In what has been termed a “dramatic reversal ... in a case that only months ago had been seen as a major victory for the government,” on March 22, 2010, a panel of the Ninth Circuit reversed itself and ruled in favor of WilmerHale’s client Xilinx in an important tax appeal.
The case involved two IRS regulations: one restating the longstanding “arm’s-length” standard, under which income or deductions may be reallocated among related taxpayers only if unrelated parties would have dealt with each other on different terms, and another requiring that certain cost-sharing agreements between related parties must apply to “all costs.” The Tax Court heard extensive evidence and found that arm’s-length parties entering into a cost-sharing agreement would not treat US tax deductions relating to certain employee stock options (ESOs) as sharable costs. In its original decision, the Ninth Circuit panel nonetheless permitted the IRS to apply the “all costs” regulation to require Xilinx to share ESO deductions with its Irish subsidiary, thus reducing Xilinx’s US deductions. That outcome would have been devastating for many US companies, resulting in billions of additional taxes.

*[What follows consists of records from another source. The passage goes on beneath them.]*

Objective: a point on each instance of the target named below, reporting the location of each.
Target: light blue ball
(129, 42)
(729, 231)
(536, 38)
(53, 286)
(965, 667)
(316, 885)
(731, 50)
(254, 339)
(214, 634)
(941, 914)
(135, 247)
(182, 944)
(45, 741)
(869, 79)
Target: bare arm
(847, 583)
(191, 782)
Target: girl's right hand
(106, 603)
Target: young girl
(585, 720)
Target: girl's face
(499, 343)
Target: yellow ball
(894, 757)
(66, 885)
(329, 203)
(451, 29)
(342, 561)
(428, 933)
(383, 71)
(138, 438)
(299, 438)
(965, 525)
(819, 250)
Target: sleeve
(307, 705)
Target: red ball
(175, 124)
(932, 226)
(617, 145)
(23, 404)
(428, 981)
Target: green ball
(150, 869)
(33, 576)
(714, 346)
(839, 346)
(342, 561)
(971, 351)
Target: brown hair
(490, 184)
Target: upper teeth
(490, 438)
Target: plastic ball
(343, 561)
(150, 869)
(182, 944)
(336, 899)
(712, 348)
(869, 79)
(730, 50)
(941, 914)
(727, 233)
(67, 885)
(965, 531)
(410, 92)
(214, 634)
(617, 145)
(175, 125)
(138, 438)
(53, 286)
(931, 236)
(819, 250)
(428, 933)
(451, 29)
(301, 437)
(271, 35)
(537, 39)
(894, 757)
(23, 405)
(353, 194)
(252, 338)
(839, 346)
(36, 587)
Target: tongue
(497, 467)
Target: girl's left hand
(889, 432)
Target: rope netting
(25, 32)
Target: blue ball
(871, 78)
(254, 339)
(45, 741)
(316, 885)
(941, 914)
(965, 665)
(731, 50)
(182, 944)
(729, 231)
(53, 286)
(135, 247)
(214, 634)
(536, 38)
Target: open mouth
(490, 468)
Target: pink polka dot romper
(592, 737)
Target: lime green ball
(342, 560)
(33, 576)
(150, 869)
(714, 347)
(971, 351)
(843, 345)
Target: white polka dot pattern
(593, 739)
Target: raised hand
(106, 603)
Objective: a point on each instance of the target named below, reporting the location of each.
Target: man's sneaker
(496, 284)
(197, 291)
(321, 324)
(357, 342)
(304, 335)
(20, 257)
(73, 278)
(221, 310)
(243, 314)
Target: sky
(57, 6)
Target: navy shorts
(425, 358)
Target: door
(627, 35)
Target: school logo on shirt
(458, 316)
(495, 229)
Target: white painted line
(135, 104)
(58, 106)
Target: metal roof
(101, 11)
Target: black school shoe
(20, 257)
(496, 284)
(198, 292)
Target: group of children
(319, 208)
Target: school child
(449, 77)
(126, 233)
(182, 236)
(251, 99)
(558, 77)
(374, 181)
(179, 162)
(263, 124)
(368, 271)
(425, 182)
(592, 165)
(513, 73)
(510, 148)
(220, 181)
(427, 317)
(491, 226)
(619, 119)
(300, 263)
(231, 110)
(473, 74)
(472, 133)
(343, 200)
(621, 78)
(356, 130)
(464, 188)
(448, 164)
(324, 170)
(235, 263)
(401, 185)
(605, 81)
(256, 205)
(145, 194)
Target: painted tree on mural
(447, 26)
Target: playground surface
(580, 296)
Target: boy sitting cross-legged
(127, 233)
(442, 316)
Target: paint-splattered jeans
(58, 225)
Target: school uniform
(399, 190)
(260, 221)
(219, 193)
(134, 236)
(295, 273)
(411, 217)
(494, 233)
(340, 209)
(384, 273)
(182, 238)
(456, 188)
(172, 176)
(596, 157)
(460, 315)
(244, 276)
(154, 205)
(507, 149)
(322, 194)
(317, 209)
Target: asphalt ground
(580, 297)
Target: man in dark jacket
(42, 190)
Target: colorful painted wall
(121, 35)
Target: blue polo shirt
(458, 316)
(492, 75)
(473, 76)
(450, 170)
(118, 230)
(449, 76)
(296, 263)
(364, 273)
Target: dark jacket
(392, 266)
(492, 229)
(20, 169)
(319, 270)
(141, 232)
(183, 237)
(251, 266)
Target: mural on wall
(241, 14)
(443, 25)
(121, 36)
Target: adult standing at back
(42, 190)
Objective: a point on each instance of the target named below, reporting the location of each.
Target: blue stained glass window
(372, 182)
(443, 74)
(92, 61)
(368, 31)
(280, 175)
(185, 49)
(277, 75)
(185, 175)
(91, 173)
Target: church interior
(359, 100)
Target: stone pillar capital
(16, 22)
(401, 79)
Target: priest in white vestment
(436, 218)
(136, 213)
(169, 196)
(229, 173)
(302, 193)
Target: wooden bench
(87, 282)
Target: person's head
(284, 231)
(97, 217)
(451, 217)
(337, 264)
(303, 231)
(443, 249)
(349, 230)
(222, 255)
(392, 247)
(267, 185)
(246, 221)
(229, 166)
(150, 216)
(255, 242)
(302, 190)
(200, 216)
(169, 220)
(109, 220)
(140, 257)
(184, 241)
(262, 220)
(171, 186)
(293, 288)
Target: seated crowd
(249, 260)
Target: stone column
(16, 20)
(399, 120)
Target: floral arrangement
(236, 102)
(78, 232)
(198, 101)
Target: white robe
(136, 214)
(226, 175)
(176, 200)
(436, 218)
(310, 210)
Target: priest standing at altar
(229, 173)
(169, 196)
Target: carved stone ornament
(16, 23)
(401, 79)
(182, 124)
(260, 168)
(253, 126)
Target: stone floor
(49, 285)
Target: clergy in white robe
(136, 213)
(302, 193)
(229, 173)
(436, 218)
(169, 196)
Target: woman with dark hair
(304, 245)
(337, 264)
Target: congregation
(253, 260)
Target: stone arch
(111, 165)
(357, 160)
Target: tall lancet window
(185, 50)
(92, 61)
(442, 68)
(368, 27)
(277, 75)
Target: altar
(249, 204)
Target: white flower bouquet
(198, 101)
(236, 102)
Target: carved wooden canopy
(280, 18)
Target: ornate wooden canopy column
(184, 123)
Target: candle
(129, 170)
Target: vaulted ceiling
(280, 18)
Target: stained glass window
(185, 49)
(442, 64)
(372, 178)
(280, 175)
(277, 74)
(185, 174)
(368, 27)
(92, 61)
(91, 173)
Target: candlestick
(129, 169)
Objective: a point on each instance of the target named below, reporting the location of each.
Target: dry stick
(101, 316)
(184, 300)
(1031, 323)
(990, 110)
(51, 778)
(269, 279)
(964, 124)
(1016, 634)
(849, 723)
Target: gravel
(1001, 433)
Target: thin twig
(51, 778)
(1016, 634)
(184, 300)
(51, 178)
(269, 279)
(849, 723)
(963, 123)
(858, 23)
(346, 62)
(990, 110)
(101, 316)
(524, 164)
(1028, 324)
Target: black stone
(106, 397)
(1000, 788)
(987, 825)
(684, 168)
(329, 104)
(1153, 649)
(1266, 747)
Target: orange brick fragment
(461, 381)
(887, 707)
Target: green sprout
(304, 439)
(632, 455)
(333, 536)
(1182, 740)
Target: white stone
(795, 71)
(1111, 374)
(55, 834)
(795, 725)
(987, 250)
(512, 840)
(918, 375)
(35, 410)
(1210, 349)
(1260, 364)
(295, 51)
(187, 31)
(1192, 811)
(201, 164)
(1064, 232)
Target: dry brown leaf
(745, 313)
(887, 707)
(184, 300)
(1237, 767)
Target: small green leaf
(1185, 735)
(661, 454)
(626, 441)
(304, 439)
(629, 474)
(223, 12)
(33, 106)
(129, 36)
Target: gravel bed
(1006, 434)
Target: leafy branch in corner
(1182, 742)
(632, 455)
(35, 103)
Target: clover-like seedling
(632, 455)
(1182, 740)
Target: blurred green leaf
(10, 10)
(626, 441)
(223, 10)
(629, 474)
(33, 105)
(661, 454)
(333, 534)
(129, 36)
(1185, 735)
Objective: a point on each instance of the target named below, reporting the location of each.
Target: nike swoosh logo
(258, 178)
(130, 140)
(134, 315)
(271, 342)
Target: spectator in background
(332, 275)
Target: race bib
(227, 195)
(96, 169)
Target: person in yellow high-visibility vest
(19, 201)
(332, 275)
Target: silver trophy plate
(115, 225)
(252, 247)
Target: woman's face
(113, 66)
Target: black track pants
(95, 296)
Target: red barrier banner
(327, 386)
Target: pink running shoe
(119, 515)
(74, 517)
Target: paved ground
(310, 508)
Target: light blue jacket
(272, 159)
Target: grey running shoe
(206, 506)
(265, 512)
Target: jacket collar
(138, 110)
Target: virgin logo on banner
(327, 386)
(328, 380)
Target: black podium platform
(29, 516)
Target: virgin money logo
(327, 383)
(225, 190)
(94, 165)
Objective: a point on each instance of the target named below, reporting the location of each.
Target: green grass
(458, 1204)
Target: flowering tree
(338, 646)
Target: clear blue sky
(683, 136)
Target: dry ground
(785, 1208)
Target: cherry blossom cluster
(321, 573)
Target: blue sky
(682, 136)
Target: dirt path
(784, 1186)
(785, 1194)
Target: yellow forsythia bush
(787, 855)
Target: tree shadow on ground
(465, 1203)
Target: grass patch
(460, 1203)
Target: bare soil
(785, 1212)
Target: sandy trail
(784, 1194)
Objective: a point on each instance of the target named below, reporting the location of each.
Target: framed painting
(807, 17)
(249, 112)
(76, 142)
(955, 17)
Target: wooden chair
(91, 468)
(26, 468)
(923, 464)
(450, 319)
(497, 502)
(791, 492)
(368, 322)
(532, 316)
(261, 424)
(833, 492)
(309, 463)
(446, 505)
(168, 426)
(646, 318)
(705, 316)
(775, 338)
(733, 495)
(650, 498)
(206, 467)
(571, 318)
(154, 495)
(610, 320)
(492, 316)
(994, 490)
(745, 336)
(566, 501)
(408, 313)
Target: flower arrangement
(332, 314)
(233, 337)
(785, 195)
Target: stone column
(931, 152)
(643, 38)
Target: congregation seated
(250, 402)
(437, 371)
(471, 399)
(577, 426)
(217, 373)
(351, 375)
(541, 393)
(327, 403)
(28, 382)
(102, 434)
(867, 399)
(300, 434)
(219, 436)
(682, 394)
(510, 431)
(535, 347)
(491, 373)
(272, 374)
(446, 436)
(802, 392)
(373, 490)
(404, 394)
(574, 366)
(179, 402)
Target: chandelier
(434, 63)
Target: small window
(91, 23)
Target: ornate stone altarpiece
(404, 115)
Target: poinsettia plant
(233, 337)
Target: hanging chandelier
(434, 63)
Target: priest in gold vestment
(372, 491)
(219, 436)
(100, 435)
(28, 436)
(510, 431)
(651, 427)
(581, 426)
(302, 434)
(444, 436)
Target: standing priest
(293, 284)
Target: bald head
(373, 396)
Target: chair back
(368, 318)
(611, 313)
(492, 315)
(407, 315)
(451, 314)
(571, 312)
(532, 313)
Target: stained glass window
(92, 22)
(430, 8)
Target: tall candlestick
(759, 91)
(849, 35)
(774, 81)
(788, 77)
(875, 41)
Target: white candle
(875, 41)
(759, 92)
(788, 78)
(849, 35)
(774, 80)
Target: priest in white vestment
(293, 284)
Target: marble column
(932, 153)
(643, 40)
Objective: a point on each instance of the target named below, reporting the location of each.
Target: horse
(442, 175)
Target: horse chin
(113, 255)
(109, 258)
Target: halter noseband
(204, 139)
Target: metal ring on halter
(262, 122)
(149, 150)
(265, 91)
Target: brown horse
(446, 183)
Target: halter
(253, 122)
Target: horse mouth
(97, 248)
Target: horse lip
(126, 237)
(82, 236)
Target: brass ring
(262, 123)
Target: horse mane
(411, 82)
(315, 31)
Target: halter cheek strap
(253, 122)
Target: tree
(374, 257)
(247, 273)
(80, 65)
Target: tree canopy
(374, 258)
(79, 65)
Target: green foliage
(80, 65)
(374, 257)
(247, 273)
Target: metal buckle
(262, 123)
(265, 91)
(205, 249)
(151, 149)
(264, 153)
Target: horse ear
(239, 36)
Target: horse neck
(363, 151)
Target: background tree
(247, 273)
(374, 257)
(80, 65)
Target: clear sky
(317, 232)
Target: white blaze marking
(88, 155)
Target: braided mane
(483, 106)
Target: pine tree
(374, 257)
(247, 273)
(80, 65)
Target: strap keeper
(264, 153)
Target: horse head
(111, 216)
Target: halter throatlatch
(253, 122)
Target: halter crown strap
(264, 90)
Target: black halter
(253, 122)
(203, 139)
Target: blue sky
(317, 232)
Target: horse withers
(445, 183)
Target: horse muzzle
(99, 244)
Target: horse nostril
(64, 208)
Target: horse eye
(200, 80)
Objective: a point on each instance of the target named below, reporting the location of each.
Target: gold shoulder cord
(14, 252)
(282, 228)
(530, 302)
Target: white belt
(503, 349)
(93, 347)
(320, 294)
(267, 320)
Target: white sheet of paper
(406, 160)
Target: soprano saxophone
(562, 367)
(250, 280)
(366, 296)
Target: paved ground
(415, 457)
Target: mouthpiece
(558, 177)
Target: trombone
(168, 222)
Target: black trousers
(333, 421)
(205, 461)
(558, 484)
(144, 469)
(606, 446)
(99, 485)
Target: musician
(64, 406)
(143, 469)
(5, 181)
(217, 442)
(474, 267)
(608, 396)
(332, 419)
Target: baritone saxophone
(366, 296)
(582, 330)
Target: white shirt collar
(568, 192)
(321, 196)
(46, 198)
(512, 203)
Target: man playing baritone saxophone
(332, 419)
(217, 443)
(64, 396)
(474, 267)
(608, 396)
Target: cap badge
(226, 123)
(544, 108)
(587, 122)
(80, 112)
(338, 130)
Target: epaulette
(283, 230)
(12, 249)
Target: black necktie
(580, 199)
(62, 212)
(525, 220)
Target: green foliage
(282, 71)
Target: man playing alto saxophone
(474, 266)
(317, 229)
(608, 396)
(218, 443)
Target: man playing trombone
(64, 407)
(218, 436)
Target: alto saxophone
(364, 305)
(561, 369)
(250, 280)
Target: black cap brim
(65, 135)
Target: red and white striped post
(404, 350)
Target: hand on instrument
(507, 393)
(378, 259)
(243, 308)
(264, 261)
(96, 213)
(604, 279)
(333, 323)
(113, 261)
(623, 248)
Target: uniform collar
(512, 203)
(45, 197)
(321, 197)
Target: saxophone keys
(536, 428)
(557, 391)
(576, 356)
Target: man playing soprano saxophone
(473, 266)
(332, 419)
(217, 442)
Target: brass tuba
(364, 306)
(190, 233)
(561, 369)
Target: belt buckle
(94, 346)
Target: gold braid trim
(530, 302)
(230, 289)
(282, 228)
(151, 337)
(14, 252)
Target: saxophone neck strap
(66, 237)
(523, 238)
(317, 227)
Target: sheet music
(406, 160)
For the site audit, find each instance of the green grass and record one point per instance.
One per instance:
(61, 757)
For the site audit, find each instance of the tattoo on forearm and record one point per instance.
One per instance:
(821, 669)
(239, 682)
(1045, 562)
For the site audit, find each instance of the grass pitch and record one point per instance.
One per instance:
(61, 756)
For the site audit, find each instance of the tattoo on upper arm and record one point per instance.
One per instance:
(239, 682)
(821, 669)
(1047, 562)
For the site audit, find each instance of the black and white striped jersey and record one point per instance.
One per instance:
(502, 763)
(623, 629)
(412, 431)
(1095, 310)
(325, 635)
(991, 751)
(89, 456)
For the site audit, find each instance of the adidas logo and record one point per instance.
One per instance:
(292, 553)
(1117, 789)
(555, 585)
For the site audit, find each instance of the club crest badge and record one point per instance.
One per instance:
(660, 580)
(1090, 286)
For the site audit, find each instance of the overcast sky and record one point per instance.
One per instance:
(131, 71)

Xilinx engaged WilmerHale appellate partners Seth Waxman and Ed DuMont and tax partner Terrill Hyde to join its existing counsel in seeking further review. (The firm had not previously been involved in the case.) The team filed a petition for rehearing, emphasizing the background, context, and importance of the arm’s-length standard and arguing that the panel’s decision violated a bedrock principle of tax law.
On January 13, 2010, the panel withdrew its original opinions. On March 22, in an unusual self-reversal, the panel issued a new decision ruling for Xilinx.